Hundreds of mourners have attended the funerals of a Crimean Tatar who was snatched from a protest against the pro-Russian takeover of the Ukrainian peninsula and found dead with signs of torture on his body days later.

Reshat Ametov, 39, was hauled away from a demonstration in the Crimean capital of Simferopol by three men in military jackets in early March.

His naked body, bearing marks of torture and beating, was found two weeks later outside the town of Belogorsk, 45km northeast of Simferopol.

Some 300 members of Crimea's Sunni Muslim Tatar community gathered at a cemetery outside the capital to pay their respects the father-of-three.

"This is the first time in 20 years that this has happened," one mourner said. "I don't think this will be the end.

"Putin arrives and this happens. Of course it's him.

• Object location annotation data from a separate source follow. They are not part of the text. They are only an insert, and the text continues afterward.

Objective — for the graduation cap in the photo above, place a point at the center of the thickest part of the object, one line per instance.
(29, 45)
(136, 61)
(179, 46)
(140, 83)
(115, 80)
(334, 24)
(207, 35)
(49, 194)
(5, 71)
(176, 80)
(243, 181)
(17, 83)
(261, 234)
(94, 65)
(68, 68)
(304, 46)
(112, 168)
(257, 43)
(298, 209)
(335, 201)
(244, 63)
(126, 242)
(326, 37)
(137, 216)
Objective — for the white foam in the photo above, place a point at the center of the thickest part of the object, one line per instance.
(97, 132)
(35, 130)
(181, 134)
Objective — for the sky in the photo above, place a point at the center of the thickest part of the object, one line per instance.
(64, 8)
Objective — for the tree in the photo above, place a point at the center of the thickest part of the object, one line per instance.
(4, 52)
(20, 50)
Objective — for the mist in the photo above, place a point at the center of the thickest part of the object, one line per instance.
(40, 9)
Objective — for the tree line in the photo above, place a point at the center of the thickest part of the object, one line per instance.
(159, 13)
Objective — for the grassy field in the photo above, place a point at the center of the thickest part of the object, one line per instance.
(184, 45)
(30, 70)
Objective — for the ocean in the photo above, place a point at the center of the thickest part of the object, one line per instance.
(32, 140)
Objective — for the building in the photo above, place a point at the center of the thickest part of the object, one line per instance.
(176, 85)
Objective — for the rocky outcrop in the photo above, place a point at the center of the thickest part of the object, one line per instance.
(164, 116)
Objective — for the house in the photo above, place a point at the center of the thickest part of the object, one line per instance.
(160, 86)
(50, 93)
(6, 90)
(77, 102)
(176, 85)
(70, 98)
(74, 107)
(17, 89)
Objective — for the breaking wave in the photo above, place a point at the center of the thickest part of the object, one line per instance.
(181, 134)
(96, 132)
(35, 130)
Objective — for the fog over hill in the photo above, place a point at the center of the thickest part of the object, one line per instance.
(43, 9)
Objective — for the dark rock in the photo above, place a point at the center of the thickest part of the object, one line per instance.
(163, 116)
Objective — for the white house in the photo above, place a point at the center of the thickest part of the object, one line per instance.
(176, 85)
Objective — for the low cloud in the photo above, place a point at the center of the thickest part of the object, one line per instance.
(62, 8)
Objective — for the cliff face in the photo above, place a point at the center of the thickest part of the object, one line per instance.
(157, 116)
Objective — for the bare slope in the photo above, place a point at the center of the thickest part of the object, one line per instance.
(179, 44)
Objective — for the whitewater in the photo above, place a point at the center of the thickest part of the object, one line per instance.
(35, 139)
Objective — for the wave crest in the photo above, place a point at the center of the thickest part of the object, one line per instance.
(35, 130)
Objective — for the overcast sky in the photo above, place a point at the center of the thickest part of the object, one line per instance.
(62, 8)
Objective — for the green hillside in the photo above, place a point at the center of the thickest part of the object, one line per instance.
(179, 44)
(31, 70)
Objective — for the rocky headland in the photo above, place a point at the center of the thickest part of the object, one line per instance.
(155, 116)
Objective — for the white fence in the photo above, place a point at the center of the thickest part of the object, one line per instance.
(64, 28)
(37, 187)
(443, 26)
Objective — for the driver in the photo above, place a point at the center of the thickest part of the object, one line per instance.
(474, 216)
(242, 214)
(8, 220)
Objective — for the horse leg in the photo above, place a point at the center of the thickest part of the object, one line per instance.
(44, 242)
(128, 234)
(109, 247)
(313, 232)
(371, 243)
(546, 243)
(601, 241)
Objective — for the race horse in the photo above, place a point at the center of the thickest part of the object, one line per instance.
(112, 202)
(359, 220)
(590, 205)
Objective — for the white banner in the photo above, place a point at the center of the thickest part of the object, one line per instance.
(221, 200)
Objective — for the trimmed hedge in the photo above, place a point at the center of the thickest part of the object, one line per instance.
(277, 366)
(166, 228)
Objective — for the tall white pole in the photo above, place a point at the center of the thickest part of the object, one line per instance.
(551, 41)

It's like there is a plan for some kind of civil war.

"The Russian army is here, people are scared and nobody wants to live staring down the barrel of a gun."

Some 250,000 Muslim Tatars live in Crimea, making up about 12% of the population.

The community boycotted the referendum on whether the region should secede from Ukraine and join Russia.

Tatars were forcefully deported to Siberia by Stalin in the 1940s and many came back to Crimea only after the collapse of the Soviet Union.

Crimeans, a majority of whom are ethnic Russians, voted overwhelmingly for annexation to Moscow, a vote that has been codified in law by Putin.

Western powers condemned the vote as illegal in that it breached the Ukrainian constitution and was held under military occupation.

Thousands of troops believed to be Russian took over key locations across Crimea in the wake of the revolution that toppled Kremlin-backed president Viktor Yanukovich in Kiev.

A friend of Ametov said the construction worker planned to enlist for the Ukrainian army just before he was abducted.

"For weeks, armed masked men who refuse to identify themselves have harassed and intimidated people," said Rachel Denber, deputy Europe and Central Asia director at Human Rights Watch.

"The disappearance and murder of Reshat Ametov illustrates the climate of lawlessness that has been pervasive in Crimea.

"Crimean authorities have a duty to thoroughly investigate this case and punish those responsible, whoever they are," Denber said.